The Five Best Parts Of Comikaze
5. The Panels in General
Comikaze may have some flaws with its general layout, but at least they managed to do something right with the variety of panels they had on display. They weren’t just centered on just comic books or video games; you got everything. In one area you could attend a panel on how to break into the screenwriting business. If you were more of the interactive, brave type, you would find yourself over at the Dungeon Master show where you could be part of the fantasy adventure taking place in front of you. With the number of panels taking place at Comikaze, you get an immersive experience in different subjects, which is rather fun to learn.
4. The Interactive Areas
There’s only so much walking around a convention center that you can do until you realize how bored you’re feeling. Should you go venture forth somewhere else in the convention? No way – there’s plenty to still take part in at Comikaze.

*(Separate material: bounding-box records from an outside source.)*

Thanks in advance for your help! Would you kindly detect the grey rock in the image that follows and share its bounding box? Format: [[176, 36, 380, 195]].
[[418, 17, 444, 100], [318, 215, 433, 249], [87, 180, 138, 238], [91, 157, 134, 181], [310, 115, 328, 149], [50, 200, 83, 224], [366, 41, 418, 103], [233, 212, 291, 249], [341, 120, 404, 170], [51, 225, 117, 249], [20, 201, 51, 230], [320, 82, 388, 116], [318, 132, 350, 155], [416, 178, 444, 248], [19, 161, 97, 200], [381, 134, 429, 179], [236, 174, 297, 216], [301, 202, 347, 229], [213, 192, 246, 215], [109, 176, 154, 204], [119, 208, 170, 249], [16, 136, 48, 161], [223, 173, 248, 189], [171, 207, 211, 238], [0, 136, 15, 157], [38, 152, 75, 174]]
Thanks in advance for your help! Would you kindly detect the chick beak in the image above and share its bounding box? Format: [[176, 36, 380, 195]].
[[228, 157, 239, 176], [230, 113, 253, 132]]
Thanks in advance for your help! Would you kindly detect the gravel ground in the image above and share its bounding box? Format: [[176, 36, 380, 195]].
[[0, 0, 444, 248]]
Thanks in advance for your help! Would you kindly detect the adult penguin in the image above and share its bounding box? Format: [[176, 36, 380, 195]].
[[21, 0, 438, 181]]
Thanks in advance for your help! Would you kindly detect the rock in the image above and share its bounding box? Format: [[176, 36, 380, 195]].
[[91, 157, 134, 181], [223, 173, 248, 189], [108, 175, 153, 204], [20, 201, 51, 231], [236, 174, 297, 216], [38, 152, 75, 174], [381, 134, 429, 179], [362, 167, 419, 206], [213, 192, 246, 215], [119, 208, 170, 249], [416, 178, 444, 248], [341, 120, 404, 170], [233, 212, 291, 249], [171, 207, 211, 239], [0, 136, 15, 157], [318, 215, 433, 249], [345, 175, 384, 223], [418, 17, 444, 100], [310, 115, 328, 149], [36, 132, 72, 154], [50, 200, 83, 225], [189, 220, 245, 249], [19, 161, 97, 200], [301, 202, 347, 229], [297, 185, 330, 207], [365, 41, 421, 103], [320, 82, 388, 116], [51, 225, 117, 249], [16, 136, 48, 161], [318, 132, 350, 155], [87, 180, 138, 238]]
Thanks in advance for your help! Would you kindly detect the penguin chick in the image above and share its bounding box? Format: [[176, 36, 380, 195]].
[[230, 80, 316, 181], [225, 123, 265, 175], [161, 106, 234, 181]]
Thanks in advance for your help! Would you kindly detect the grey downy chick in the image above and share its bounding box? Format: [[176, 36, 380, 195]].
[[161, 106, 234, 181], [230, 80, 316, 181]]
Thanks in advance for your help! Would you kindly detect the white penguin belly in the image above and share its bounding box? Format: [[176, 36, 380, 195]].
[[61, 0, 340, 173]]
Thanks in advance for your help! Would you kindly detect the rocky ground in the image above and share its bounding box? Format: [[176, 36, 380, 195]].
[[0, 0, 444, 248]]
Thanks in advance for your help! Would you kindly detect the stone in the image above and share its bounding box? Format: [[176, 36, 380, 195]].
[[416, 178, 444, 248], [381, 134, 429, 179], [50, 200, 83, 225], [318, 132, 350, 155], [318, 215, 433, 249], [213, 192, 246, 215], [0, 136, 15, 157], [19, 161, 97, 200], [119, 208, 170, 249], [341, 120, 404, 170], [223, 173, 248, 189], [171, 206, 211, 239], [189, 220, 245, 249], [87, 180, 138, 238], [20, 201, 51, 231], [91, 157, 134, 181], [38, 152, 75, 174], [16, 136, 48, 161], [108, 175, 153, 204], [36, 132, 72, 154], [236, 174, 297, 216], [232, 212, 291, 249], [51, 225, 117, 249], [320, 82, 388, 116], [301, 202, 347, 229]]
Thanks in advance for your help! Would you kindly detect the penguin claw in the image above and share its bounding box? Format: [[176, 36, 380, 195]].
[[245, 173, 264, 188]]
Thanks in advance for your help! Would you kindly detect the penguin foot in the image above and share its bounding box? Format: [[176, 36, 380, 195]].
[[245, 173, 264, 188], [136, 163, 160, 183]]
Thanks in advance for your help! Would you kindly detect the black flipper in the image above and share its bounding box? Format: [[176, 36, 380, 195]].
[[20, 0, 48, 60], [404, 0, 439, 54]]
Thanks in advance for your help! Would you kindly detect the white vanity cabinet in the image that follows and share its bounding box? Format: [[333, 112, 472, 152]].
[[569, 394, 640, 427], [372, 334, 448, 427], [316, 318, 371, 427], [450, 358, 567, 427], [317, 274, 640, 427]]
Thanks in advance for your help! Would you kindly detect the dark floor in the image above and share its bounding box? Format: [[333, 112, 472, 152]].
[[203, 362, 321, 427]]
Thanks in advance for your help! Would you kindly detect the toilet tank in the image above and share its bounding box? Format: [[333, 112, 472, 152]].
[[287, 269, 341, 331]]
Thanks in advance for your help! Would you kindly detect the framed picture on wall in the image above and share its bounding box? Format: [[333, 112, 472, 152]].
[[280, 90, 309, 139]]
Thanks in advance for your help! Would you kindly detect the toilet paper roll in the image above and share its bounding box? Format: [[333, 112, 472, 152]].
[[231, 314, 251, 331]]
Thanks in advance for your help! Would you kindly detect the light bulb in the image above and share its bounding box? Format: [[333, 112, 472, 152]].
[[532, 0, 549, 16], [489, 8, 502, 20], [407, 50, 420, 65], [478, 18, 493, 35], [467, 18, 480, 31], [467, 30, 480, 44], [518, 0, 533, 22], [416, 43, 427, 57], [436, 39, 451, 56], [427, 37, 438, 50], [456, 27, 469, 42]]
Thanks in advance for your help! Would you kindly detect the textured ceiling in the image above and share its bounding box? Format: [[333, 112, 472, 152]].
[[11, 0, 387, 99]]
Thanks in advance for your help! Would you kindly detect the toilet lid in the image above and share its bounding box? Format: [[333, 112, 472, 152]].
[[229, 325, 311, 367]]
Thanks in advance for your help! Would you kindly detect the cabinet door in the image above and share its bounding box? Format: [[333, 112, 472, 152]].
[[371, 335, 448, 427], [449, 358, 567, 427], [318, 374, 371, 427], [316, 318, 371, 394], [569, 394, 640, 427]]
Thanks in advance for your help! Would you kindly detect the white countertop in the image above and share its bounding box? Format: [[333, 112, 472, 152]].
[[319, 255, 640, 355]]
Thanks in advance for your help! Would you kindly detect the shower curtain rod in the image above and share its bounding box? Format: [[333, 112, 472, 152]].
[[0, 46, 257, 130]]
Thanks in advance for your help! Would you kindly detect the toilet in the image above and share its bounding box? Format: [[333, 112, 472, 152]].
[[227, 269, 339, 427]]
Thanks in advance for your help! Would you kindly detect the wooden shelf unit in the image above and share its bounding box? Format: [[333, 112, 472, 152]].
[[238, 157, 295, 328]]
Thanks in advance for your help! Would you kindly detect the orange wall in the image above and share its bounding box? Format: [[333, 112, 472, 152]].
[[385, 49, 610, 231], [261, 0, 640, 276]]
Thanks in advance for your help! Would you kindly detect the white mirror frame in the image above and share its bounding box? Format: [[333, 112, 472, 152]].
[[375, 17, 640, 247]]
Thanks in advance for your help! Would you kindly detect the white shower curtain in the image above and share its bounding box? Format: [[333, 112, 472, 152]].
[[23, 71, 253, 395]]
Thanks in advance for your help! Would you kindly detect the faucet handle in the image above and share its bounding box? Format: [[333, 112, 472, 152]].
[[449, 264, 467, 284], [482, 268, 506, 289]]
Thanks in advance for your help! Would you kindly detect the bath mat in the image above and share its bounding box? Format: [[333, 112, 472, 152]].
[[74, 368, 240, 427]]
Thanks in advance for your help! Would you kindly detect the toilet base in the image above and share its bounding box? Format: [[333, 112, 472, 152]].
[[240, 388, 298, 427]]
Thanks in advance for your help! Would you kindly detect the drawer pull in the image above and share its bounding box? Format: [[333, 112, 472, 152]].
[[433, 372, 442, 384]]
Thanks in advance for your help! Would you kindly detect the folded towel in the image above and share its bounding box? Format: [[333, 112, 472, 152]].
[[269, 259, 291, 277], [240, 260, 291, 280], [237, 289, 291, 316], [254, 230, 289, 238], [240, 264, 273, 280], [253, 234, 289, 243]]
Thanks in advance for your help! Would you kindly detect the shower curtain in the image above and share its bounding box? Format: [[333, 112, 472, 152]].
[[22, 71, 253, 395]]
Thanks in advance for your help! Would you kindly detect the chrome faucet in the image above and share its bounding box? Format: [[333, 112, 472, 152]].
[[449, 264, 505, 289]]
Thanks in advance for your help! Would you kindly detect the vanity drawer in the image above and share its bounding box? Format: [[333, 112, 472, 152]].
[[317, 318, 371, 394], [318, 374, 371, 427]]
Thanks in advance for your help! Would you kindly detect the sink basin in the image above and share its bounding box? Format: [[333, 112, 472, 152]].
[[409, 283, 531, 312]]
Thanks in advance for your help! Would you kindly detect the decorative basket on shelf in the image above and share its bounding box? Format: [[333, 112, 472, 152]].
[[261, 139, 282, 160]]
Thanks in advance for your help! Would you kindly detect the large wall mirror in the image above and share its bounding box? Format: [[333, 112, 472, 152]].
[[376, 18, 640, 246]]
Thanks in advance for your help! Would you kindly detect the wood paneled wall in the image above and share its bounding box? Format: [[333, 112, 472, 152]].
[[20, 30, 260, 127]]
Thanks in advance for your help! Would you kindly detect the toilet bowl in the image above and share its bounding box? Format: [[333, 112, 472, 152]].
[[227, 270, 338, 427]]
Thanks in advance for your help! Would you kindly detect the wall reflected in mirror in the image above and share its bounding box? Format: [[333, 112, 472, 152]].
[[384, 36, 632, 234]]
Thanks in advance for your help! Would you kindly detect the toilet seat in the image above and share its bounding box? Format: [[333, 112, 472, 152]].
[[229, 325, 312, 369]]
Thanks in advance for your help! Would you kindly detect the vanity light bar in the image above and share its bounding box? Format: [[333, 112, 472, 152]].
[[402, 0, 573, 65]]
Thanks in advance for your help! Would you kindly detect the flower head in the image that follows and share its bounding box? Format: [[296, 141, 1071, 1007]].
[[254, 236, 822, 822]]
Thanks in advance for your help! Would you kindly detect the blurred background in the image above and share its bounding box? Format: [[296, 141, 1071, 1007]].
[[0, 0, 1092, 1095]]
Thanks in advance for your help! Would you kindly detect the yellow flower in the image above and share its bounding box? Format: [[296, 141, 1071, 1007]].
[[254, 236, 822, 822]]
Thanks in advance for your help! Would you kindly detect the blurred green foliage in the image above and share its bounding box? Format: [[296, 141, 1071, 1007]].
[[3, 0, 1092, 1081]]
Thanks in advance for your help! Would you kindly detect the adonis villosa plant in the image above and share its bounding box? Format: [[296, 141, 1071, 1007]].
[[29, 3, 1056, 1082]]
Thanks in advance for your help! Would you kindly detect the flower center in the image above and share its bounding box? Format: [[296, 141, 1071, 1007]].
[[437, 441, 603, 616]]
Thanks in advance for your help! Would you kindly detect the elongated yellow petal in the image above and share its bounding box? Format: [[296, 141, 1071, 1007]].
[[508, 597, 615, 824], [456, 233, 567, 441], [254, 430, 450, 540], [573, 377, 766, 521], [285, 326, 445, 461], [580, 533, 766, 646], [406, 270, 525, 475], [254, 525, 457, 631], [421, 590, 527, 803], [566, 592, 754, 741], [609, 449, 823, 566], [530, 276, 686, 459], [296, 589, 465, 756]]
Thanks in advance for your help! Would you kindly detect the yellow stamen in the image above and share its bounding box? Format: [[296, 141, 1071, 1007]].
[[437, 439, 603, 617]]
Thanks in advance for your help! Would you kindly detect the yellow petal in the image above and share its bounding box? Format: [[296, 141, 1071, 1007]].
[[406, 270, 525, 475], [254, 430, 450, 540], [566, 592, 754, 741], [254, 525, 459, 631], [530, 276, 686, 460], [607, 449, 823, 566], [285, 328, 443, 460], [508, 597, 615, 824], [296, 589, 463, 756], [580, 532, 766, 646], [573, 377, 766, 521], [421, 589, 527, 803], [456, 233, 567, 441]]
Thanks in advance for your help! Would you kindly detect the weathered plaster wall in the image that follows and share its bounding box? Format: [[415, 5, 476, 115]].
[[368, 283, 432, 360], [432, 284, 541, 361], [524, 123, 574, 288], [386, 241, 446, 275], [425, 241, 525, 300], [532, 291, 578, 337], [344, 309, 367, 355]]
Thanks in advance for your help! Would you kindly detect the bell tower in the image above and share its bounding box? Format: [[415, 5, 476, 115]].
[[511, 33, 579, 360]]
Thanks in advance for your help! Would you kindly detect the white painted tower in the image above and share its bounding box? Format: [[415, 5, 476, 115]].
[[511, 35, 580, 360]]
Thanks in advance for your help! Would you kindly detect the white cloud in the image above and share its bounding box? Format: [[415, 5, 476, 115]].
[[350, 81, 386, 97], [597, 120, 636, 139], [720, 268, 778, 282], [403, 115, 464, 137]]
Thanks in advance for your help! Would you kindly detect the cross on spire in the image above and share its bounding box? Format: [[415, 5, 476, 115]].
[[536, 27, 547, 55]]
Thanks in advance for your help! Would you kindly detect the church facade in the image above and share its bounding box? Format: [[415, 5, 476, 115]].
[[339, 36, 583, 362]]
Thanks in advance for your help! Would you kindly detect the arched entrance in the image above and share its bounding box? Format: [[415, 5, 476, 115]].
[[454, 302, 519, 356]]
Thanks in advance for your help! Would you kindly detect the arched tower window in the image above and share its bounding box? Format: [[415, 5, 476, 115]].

If you’re a cosplayer, there was a wonderful fashion show that you could sign up for where you can show off some of your latest hand made wares. And if your passion leans more towards the video game side of things, you could go to the cool gaming section of the convention. There were a number of old school video game consoles and arcade machines to play with.
It was really tempting to just sit in this part of Comikaze for the rest of the day and play Super Mario 3 in a soft, cushion-y chair.
3. The Cosplayers
Earlier in the convention I spoke to a vendor in artist alley who attends a number of smaller events similar to Comikaze. We both came to the realization that there are more cosplayers in the vicinity, than, say, WonderCon or Comic Con due to the size alone. There’s more room to experiment with possibly cool new outfits here without any sort of judgement from others. Cosplayers are normally sweet folk, but you need some place to really test out an outfit, see if it works or not, and what better place than Comikaze?
There were barely any Slave Leias to be seen in this vicinity (thank GOD) and instead attendees were flooded with a variety of different outfits, from an R2D2/Disney mash-up to various interpretations of Benedict Cumberbatch’s Sherlock Holmes.
2. Booth Diversity
One of the big advantages of being in an infant convention is the room they have to show off various products/people in booths that wouldn’t get a chance at a bigger venue. While I was walking around the convention, I found not only a cool number of artists that I have never seen at this point but some vendors, artists and even websites that got their chance to shine in Comikaze due to their ability to give places like these a chance with a booth on the main floor. I never would have learned about the website Geekscape or a wonderful artist like Devon Devereaux if they hadn’t been out on display here with the wonderful help of Comikaze. Good work, guys.
1. The Youth of Comikaze
This may be the millionth time I’ve reiterated this, but Comikaze is still a baby convention compared to most, and because of that it has so much potential. What I see isn’t just big mistakes, but room for an incredible amount of improvement on what could be the best convention in California. Rather than flaunting that they have Stan Lee’s name in front of it, there are a couple of genuinely good geeks in the mix that are really striving to make Comikaze the number one convention in California for all things comic and pop culture-related. There are a few conventions that strive to be bigger, but Comikaze has managed to keep their space rather small and intimate, so fans can easily walk around back and forth without being overwhelmed by the amount of things they can do.
But there’s still a lot to experience. In the end I had a bit of fun with Comikaze and while there may be some growing pains still, I can’t wait to see how they continue to expand next year.